Have you heard of an App called Smartify, the digital guide for viewing museum art? It got raves from the Guardian for “making it easier than ever to get rapid, on-the-spot facts about the work of art you are looking at.” Apparently this is the last word in instant gratification – the way of the world these days. All you have to do is flash your phone at a painting on a museum wall and presto, you get a ton of data -- the artist’s name, birth/death, picture title, medium – you know, tombstone information with commentary mixed in. Sound good? Well, it’s not.

Something is missing, a big thing, the most important thing and the whole point of paintings: the art experience. You just end up reading your phone instead of the art. You get a truckload of data, but you still don’t know what the painting is about, what the artist is telling you.

A place to go where facts are irrelevant

So this app is not smart at all. It doesn’t know beans about painting. It doesn’t know that art is a silent language that doesn’t translate well into words. So it doesn’t get to that part of us where free-association lives. Smartify can’t go there. It can only offer one way to look at art. But there’s no one way to look. There’s only your way. If you want to understand painting, you need to meet it on its own terms, a place beyond words.

So if you want to know what artists are telling you, don’t look at some app. Look at their work. Smartify is uncalled-for the same way a calendar is not needed to tell you that spring has arrived. You know it by the smells of damp earth, the sounds of birds and the start of green shoots in terrain still beneath winter snow.

You know it through your senses. It’s the same with art.

When words don’t matter a damn

Consider Van Gogh’s writing about his portrait of Dr. Gachet, the doctor who treated him when he was discharged from the asylum at Saint-Remy. He painted the good doctor during the last months of his life. He said, “I am working on a portrait of Dr.
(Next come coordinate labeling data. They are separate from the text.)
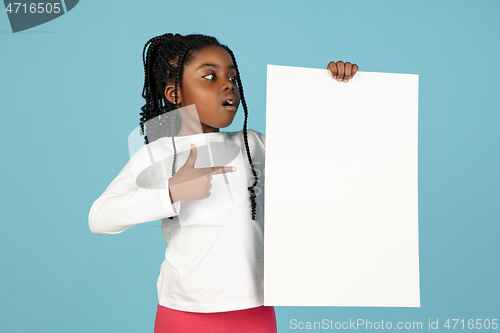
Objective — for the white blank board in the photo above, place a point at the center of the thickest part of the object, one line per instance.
(341, 200)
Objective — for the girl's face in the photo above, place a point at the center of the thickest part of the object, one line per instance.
(209, 82)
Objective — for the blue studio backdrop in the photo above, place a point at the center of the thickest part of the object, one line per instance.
(70, 93)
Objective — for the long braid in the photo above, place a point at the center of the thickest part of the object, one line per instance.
(243, 102)
(166, 56)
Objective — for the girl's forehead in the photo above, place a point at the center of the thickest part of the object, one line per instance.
(212, 55)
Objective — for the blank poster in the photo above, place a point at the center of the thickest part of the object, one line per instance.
(341, 194)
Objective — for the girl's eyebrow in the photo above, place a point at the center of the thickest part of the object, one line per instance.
(214, 65)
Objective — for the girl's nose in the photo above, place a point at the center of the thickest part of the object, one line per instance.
(228, 85)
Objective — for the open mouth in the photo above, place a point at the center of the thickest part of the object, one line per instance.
(230, 103)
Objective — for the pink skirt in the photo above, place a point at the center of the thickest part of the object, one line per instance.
(261, 319)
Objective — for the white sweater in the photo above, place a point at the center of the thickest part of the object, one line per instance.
(214, 258)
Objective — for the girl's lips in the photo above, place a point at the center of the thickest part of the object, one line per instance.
(229, 107)
(230, 99)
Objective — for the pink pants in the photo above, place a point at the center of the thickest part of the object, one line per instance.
(261, 319)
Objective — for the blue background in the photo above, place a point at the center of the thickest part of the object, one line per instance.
(71, 94)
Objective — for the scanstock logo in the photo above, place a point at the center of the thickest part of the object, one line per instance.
(26, 14)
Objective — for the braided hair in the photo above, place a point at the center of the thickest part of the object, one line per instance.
(164, 61)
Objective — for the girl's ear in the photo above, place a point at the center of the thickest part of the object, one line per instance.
(170, 94)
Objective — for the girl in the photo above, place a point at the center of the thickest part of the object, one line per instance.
(212, 276)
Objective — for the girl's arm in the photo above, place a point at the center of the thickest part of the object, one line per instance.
(125, 204)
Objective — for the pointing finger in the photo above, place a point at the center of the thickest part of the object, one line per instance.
(331, 66)
(340, 69)
(192, 156)
(219, 170)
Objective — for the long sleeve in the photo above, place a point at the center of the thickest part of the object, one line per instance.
(125, 204)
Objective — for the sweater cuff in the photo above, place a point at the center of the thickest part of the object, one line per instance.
(170, 209)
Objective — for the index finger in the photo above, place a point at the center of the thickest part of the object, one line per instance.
(218, 170)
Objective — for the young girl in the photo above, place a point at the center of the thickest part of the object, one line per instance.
(212, 276)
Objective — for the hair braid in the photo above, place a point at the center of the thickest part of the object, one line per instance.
(243, 102)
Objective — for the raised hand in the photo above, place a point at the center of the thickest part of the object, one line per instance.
(341, 71)
(190, 183)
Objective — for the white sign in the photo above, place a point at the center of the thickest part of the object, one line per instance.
(341, 192)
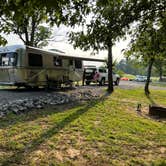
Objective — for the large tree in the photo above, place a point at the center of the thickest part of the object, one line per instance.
(149, 46)
(24, 17)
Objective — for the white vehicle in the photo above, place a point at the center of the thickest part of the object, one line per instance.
(27, 66)
(98, 74)
(140, 78)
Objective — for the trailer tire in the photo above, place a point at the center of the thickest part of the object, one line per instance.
(102, 82)
(87, 82)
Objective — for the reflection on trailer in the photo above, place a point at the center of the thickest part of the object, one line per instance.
(32, 67)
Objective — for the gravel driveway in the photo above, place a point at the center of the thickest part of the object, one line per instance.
(19, 100)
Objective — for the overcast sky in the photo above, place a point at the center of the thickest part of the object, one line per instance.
(61, 43)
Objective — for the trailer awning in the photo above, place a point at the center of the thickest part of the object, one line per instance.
(59, 54)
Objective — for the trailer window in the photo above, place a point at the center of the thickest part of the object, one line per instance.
(57, 61)
(8, 59)
(35, 60)
(78, 64)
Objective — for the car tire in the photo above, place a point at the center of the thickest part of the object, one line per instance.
(87, 82)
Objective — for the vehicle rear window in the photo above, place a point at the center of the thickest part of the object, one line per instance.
(35, 60)
(57, 61)
(78, 64)
(102, 70)
(8, 59)
(90, 70)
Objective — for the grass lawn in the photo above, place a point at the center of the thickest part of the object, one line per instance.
(103, 132)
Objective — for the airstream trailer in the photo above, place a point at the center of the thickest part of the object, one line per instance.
(27, 66)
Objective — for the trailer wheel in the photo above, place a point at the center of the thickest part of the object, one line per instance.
(87, 82)
(102, 82)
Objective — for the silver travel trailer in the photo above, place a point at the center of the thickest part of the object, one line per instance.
(27, 66)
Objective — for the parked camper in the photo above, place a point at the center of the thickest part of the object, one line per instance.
(32, 67)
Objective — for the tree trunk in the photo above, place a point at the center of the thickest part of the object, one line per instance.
(147, 92)
(110, 78)
(160, 73)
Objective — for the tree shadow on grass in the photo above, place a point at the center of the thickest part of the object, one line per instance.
(31, 146)
(152, 102)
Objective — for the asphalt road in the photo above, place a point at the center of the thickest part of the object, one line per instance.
(134, 84)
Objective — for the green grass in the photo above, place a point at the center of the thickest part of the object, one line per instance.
(130, 76)
(103, 132)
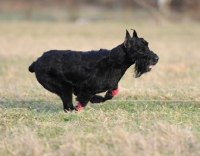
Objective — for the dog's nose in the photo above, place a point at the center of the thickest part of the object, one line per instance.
(156, 58)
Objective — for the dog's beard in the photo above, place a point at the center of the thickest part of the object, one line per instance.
(141, 67)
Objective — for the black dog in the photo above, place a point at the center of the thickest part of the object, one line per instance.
(86, 74)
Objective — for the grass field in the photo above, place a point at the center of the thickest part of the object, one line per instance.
(156, 114)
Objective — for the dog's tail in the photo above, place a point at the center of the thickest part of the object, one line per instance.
(32, 67)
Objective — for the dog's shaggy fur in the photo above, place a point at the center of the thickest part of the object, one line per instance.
(86, 74)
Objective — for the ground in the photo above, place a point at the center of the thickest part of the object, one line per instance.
(156, 114)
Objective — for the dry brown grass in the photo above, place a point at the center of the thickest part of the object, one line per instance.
(31, 118)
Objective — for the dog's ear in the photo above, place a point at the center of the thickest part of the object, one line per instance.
(127, 40)
(135, 34)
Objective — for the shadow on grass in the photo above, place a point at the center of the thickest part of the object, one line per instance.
(33, 105)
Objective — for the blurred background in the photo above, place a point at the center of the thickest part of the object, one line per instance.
(97, 10)
(172, 27)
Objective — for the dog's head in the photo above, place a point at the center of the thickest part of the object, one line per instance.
(138, 51)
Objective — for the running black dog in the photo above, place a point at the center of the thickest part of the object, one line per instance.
(86, 74)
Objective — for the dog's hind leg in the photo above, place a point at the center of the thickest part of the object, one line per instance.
(97, 99)
(83, 98)
(66, 97)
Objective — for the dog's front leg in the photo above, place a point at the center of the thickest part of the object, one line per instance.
(97, 99)
(83, 98)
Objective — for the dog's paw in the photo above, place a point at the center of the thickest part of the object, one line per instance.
(79, 107)
(115, 92)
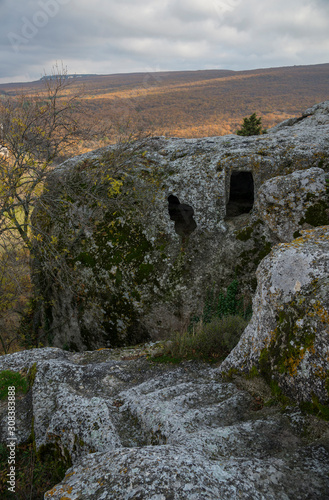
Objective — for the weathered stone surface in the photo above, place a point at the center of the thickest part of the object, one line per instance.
(139, 278)
(133, 429)
(288, 335)
(293, 202)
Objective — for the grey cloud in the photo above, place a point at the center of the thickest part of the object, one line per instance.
(128, 35)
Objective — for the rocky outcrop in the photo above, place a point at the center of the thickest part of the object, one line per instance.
(136, 273)
(134, 429)
(287, 339)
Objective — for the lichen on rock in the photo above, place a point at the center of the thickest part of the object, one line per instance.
(287, 338)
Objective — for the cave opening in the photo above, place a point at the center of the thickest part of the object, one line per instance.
(241, 198)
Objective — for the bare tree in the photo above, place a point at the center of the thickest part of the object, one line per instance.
(39, 131)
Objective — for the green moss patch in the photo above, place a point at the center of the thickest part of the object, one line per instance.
(316, 215)
(9, 378)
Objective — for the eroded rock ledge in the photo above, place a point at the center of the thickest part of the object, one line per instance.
(134, 429)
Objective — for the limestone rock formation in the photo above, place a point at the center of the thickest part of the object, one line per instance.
(132, 429)
(287, 339)
(289, 203)
(130, 274)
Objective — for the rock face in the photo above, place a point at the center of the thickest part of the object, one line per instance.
(138, 273)
(287, 338)
(132, 429)
(287, 203)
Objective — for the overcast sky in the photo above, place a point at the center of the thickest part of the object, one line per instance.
(124, 36)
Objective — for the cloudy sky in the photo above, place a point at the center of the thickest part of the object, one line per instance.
(123, 36)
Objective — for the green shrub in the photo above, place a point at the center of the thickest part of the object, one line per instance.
(221, 305)
(9, 378)
(210, 341)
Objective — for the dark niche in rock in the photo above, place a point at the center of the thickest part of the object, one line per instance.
(241, 198)
(182, 215)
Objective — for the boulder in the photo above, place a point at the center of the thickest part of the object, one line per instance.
(128, 269)
(289, 203)
(287, 339)
(130, 428)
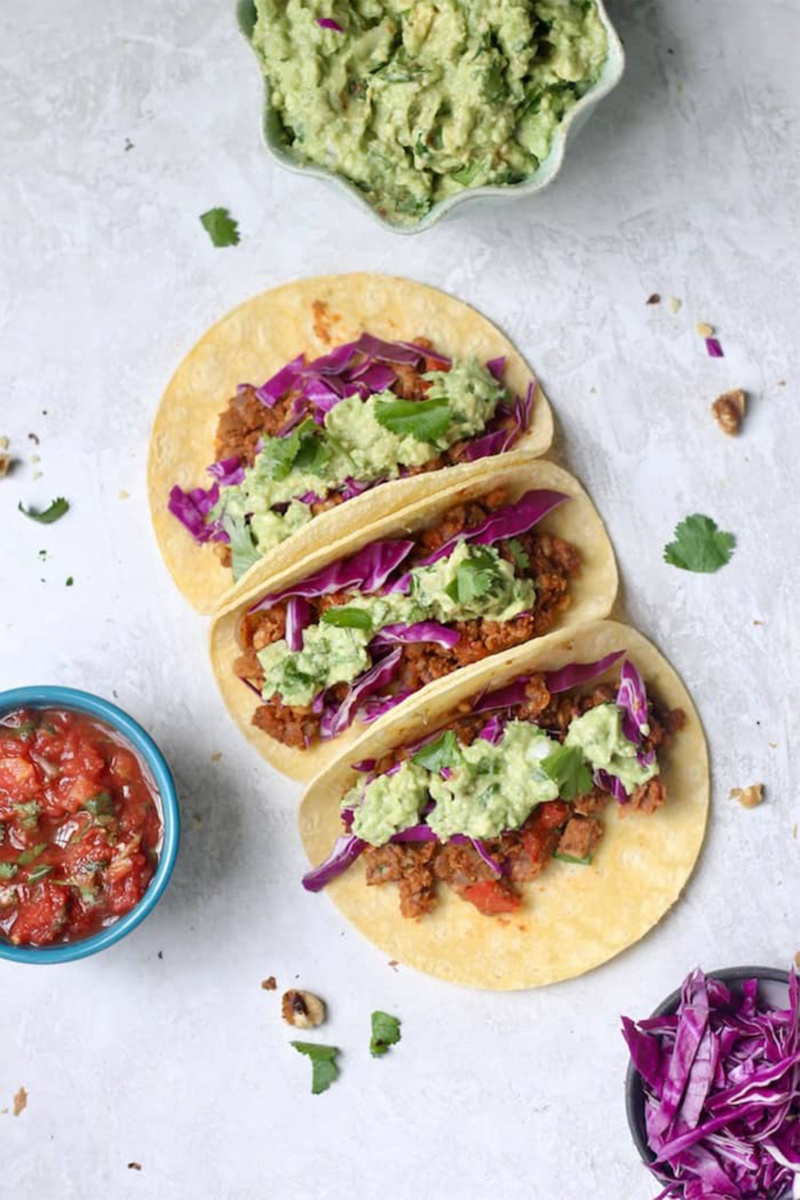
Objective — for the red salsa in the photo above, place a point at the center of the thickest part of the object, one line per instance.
(80, 826)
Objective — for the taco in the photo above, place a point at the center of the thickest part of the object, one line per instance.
(305, 659)
(356, 382)
(523, 823)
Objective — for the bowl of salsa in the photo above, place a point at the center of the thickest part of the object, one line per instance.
(89, 825)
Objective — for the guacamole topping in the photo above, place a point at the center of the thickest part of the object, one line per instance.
(364, 439)
(487, 787)
(414, 101)
(471, 581)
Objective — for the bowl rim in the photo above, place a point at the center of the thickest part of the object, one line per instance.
(633, 1086)
(53, 695)
(546, 173)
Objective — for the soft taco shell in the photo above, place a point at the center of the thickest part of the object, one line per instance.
(253, 342)
(577, 521)
(573, 917)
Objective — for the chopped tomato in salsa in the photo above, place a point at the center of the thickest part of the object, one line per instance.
(79, 826)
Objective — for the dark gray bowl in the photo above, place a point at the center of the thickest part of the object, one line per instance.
(773, 988)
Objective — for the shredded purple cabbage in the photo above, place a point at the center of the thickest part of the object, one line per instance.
(421, 631)
(192, 508)
(337, 718)
(722, 1091)
(367, 570)
(298, 618)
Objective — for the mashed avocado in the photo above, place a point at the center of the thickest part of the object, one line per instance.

Gachet: The head with a white cap, very fair, the hands also light, flesh-toned, blue frock coat, and cobalt blue background, leaning on a red table and foxglove plant with purple flowers.” None of those words say anything about what he was trying to convey about the doctor. But the painting makes that plain by making the figure lean his head heavily on one of his hands, staring vacantly, as if at a loss to know how to help the painter, who died a few months later. Smartify can’t tell you anything of that. So what’s the point of it?